Economic data remains in focus, but we are also in the midst of the 2013 Q4 earnings season. Including this morning’s reports from General Motors (GM), Kellogg (K), Cummins (CMI) and others, we now have Q4 results from 321 S&P 500 members that combined account for 75.5% of the index’s total market capitalization. Total earnings for these companies are up +11.7% from the same period last year, with 70.9% coming ahead of consensus EPS estimates. Total revenues are barely positive, up only +0.1%, and 61.3% have beat revenue expectations.

Relative to results from the group of 321 companies over last few quarters, this is better performance in terms of earnings growth and earnings & revenue beat ratios. Revenue growth has been weak for some time, but the trend emerging from these Q4 results presents an even weaker picture, with the +0.1% top-line growth down from +3.1% in Q3 and the 4-quarter average of +2.6%. The revenue growth picture improves a bit once the Finance sector is excluded from the aggregate data, but even then it’s on the weak side relative to other recent quarters.

Guidance has been on the disappointing side as well, showing no improvement from the trend we have been seeing consistently for more than a year now. As a result, estimates for 2014 Q1 have been coming down, with current consensus expectation of -1.7% drop in total earnings in Q1 down from +2.1% at the start of the Q4 reporting cycle.

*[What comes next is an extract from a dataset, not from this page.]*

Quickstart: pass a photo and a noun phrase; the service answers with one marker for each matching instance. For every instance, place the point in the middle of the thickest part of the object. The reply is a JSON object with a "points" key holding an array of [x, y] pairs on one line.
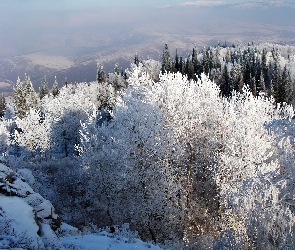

This is no different from what we have been seeing quarter after quarter for more than a year now. But investors didn’t get overly concerned about this issue as the super accommodative Fed policy convinced them to look for better times ahead. With the Fed now getting out of the QE business and new questions about the global and U.S. growth pictures, investors don’t appear to be as understanding of the earnings picture as they have been in the past. Tomorrow’s jobs report will answer some of the questions about the U.S. growth outlook, but other issues will likely remain with us for some time.